While global peers like BP, Royal Dutch Shell have announced cuts in hydrocarbon output and huge renewable energy investments to cut emissions, China’s third-largest oil and gas producer plans an ambitious gas-heavy overhaul of its production mix by 2035 as its way of helping meet carbon-cutting goals.
Beijing views natural gas as a vital ‘bridge fuel’ to displace dirtier coal. The country aims to cap carbon dioxide emissions by 2030 and become “carbon neutral” by 2060.
While many western economies are looking to abandon fossil fuels altogether to fight climate change, China must first take an intermediate step of switching out coal for cleaner-burning gas. Twenty times more electricity was generated from coal than from gas in China in 2019, despite a 200% rise in gas-powered electricity since 2010, according to BP.
CNOOC plans to help close that gap by having gas make up half its output portfolio by 2035, up from 21% currently.
Chief Executive Xu Keqiang last month laid out the firm’s multi-pronged gas strategy, which includes ramping up deepsea drilling in the South China Sea and Bohai Bay areas, development of onshore unconventional gas resources, and “actively scouting for premium global assets”.
The firm produced 20 bcm of gas in 2019 – equivalent to 6% of China’s total consumption – including 11 bcm from domestic fields and the rest from operations in North America, Australia and Europe.
Readul Islam, analyst at Rystad Energy, said CNOOC will need to more than double gas output to about 45 billion cubic metres (bcm) to meet its 2035 goal, which would put CNOOC on par with global gas majors like Brazil’s Petrobras and Norway’s Equinor provided these two make no major acquisitions between now and 2035.
But experts say the firm, which has never operated a deepwater project on its own, faces challenges to meet its target and may be better served by acquiring gas assets from abroad.

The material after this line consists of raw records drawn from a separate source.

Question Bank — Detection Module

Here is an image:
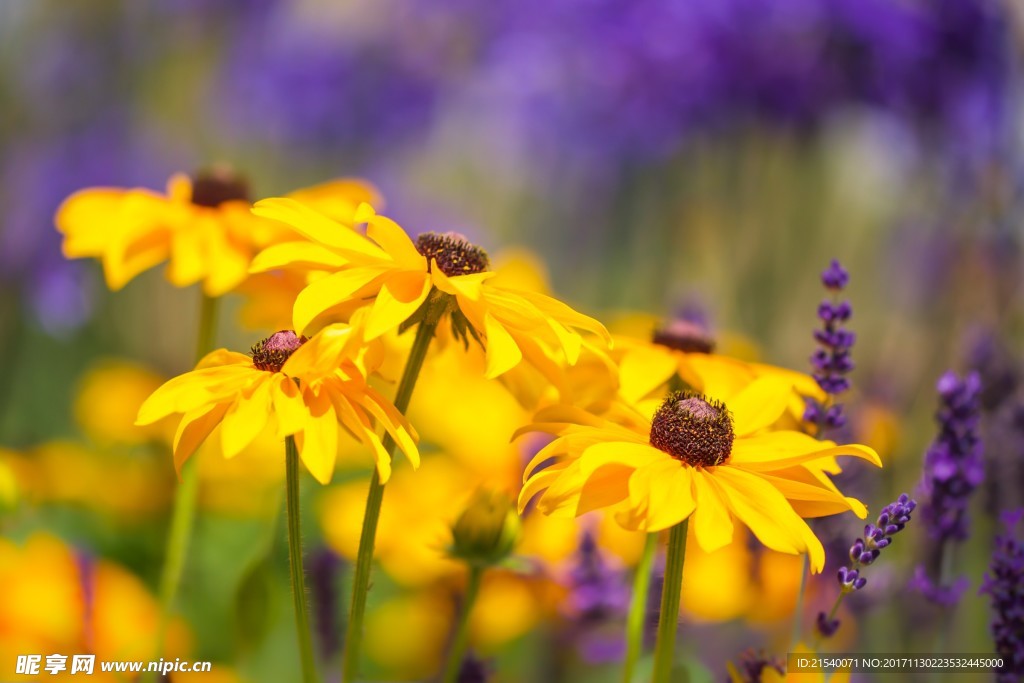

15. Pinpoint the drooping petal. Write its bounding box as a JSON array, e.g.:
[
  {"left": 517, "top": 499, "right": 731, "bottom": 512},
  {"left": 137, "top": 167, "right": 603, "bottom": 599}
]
[
  {"left": 292, "top": 265, "right": 387, "bottom": 334},
  {"left": 220, "top": 373, "right": 273, "bottom": 458},
  {"left": 253, "top": 197, "right": 390, "bottom": 261},
  {"left": 299, "top": 390, "right": 338, "bottom": 484},
  {"left": 715, "top": 465, "right": 824, "bottom": 573},
  {"left": 728, "top": 431, "right": 882, "bottom": 472},
  {"left": 693, "top": 469, "right": 733, "bottom": 553},
  {"left": 249, "top": 242, "right": 350, "bottom": 272},
  {"left": 173, "top": 403, "right": 230, "bottom": 476},
  {"left": 726, "top": 376, "right": 793, "bottom": 436},
  {"left": 366, "top": 272, "right": 430, "bottom": 340},
  {"left": 483, "top": 313, "right": 522, "bottom": 380}
]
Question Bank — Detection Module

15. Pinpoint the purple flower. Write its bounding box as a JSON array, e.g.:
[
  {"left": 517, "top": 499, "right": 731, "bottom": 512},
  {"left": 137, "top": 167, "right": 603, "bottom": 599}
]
[
  {"left": 910, "top": 372, "right": 985, "bottom": 605},
  {"left": 732, "top": 649, "right": 785, "bottom": 683},
  {"left": 308, "top": 548, "right": 344, "bottom": 660},
  {"left": 815, "top": 494, "right": 918, "bottom": 638},
  {"left": 979, "top": 510, "right": 1024, "bottom": 683},
  {"left": 563, "top": 530, "right": 630, "bottom": 664},
  {"left": 804, "top": 259, "right": 856, "bottom": 432},
  {"left": 921, "top": 372, "right": 985, "bottom": 543}
]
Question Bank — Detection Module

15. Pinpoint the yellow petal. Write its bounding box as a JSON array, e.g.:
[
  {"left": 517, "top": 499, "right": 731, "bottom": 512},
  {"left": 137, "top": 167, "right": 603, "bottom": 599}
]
[
  {"left": 220, "top": 373, "right": 273, "bottom": 458},
  {"left": 630, "top": 458, "right": 696, "bottom": 532},
  {"left": 693, "top": 469, "right": 733, "bottom": 553},
  {"left": 299, "top": 391, "right": 338, "bottom": 484},
  {"left": 249, "top": 242, "right": 350, "bottom": 272},
  {"left": 367, "top": 215, "right": 427, "bottom": 273},
  {"left": 483, "top": 313, "right": 522, "bottom": 380},
  {"left": 726, "top": 376, "right": 793, "bottom": 436},
  {"left": 174, "top": 403, "right": 229, "bottom": 476},
  {"left": 727, "top": 431, "right": 882, "bottom": 472},
  {"left": 292, "top": 265, "right": 387, "bottom": 334},
  {"left": 714, "top": 465, "right": 825, "bottom": 572},
  {"left": 253, "top": 197, "right": 390, "bottom": 261},
  {"left": 366, "top": 273, "right": 430, "bottom": 341},
  {"left": 618, "top": 346, "right": 678, "bottom": 403}
]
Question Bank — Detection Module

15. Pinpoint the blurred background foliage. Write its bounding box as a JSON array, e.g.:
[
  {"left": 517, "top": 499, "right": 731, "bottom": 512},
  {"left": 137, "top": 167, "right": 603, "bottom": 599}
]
[{"left": 0, "top": 0, "right": 1024, "bottom": 681}]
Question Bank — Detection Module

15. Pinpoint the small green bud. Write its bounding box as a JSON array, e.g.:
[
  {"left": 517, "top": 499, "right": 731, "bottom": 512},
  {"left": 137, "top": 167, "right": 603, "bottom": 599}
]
[{"left": 449, "top": 488, "right": 519, "bottom": 566}]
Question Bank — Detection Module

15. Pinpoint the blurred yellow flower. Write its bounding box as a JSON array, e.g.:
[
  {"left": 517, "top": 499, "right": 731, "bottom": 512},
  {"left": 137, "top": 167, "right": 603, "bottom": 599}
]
[
  {"left": 73, "top": 358, "right": 174, "bottom": 445},
  {"left": 138, "top": 325, "right": 419, "bottom": 483},
  {"left": 55, "top": 168, "right": 377, "bottom": 297},
  {"left": 519, "top": 377, "right": 882, "bottom": 571},
  {"left": 0, "top": 532, "right": 189, "bottom": 683},
  {"left": 252, "top": 198, "right": 607, "bottom": 378},
  {"left": 0, "top": 440, "right": 170, "bottom": 521}
]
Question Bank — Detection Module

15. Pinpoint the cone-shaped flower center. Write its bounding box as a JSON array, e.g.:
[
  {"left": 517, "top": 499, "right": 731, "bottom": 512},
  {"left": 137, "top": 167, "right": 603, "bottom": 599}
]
[
  {"left": 650, "top": 391, "right": 734, "bottom": 467},
  {"left": 416, "top": 232, "right": 490, "bottom": 278},
  {"left": 252, "top": 330, "right": 309, "bottom": 373},
  {"left": 193, "top": 166, "right": 250, "bottom": 209},
  {"left": 651, "top": 319, "right": 715, "bottom": 353}
]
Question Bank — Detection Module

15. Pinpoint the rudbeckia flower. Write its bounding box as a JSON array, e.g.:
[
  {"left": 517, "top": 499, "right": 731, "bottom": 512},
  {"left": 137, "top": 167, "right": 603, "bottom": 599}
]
[
  {"left": 55, "top": 168, "right": 377, "bottom": 297},
  {"left": 615, "top": 319, "right": 825, "bottom": 421},
  {"left": 246, "top": 198, "right": 608, "bottom": 378},
  {"left": 519, "top": 378, "right": 882, "bottom": 571},
  {"left": 137, "top": 325, "right": 419, "bottom": 483}
]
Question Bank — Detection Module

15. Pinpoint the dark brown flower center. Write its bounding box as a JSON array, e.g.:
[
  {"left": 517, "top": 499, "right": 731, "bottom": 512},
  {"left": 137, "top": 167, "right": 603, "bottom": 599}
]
[
  {"left": 650, "top": 391, "right": 735, "bottom": 467},
  {"left": 193, "top": 166, "right": 251, "bottom": 209},
  {"left": 252, "top": 330, "right": 309, "bottom": 373},
  {"left": 416, "top": 232, "right": 490, "bottom": 276},
  {"left": 651, "top": 319, "right": 715, "bottom": 353}
]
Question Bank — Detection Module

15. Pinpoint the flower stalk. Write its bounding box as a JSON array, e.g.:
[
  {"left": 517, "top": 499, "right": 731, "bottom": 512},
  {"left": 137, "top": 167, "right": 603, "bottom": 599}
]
[
  {"left": 651, "top": 517, "right": 689, "bottom": 683},
  {"left": 623, "top": 533, "right": 657, "bottom": 683},
  {"left": 285, "top": 436, "right": 317, "bottom": 683},
  {"left": 341, "top": 293, "right": 445, "bottom": 682},
  {"left": 441, "top": 564, "right": 485, "bottom": 683},
  {"left": 151, "top": 294, "right": 218, "bottom": 680}
]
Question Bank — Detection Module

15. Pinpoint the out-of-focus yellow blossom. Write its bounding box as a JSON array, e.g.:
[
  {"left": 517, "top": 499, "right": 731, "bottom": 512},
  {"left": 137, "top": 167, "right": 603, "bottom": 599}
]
[
  {"left": 449, "top": 488, "right": 521, "bottom": 566},
  {"left": 196, "top": 425, "right": 284, "bottom": 518},
  {"left": 680, "top": 532, "right": 756, "bottom": 622},
  {"left": 0, "top": 532, "right": 189, "bottom": 683},
  {"left": 252, "top": 198, "right": 607, "bottom": 381},
  {"left": 519, "top": 377, "right": 882, "bottom": 571},
  {"left": 73, "top": 358, "right": 174, "bottom": 445},
  {"left": 138, "top": 324, "right": 419, "bottom": 483},
  {"left": 0, "top": 440, "right": 171, "bottom": 519},
  {"left": 469, "top": 571, "right": 543, "bottom": 649},
  {"left": 319, "top": 455, "right": 468, "bottom": 586},
  {"left": 364, "top": 591, "right": 454, "bottom": 680},
  {"left": 56, "top": 167, "right": 377, "bottom": 297}
]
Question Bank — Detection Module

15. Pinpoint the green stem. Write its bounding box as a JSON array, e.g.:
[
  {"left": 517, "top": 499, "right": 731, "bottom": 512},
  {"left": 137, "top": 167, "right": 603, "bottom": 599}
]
[
  {"left": 145, "top": 294, "right": 218, "bottom": 680},
  {"left": 651, "top": 518, "right": 689, "bottom": 683},
  {"left": 285, "top": 436, "right": 316, "bottom": 683},
  {"left": 341, "top": 304, "right": 440, "bottom": 682},
  {"left": 623, "top": 533, "right": 657, "bottom": 683},
  {"left": 441, "top": 565, "right": 483, "bottom": 683}
]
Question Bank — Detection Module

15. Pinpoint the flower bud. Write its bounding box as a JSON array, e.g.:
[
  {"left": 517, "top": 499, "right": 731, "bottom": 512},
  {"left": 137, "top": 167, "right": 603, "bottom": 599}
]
[{"left": 449, "top": 489, "right": 519, "bottom": 566}]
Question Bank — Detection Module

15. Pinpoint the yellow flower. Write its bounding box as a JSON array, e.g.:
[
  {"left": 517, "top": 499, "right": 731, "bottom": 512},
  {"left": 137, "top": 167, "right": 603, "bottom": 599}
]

“CNOOC needs different types of projects to achieve that goal, but the easiest way could be acquisitions of liquefied natural gas (LNG)-linked assets,” said Bernstein Research’s Neil Beveridge, referring to upstream gas investments tied to long-term LNG supply deals.
DIGGING DEEP
CNOOC told Reuters that it will focus over the near term on developing discoveries such as deepwater Lingshui 17-2 in the South China Sea, where first production is due by late June, and large shallower water condensate fields like Bozhong 19-6 in Bohai Bay which is due online in the third quarter.
Coalbed seam gas projects in north China’s Qinshui and Ordos basin will contribute an additional 3.5 billion cubic metres of output in 2021, the company added.
“With a better grasp of geological knowledge and advances in drilling technology in recent years, the company will accelerate building a ‘mega gas zone’ with a trillion cubic meters (of reserves) in the South China Sea,” said a CNOOC representative.
“CNOOC has also identified an inventory of exploratory targets to underpin mid-to-long term production growth.”
GOING SOLO
Analysts say that actually extracting gas profitably from such an array of deposits is much easier said than done.
Developing fields like Lingshui 17-2, 1,500 meters below the water’s surface, as its first fully-owned and solo-operated deepsea project will be a major test of CNOOC’s operational capabilities.
CNOOC has previously tied up with Total in deepwater Nigeria and with Exxon in Brazil, but only as a stakeholder.
And with seasoned global deepwater players focusing more on lucrative LNG projects elsewhere, it may be hard for CNOOC to draw new partners for its endeavors in China, said Beveridge and Islam.
Zhang Xianhui, analyst at Wood Mackenzie, expects CNOOC to make more discoveries in Bohai Bay, a traditional oil-rich zone, after recent large finds Bozhong 19-6 and Bozhong 13-2, located some 5,200 meters below the seabed, “massively upgraded” the region’s gas potential.
But with capital also required to build large infrastructure needed to operate at these offshore sites, such as the 120-meter tall, 53,000-tonne Deepsea-1 floating production facility recently delivered to the Lingshui project, CNOOC may need to balance between domestic drilling and investing in lower-cost overseas projects.
“Given our forecast of CNOOC’s organic portfolio, it seems clear the one-half gas goal will require gas-weighted acquisitions, and perhaps also disposal of mature oil assets,” said Rystad’s Islam, adding that CNOOC could only grow output by one third to about 27 bcm by 2035 based on current discoveries.
Projects in Australia, East Africa’s Mozambique and Russia’s Arctic could be on CNOOC’s shopping list, analysts said.
China’s share of global gas use may climb even higher if toughening standards on methane emissions – often from leaky pipelines – accelerate cuts to gas use and speedier uptake of renewables in markets like the United States and Canada.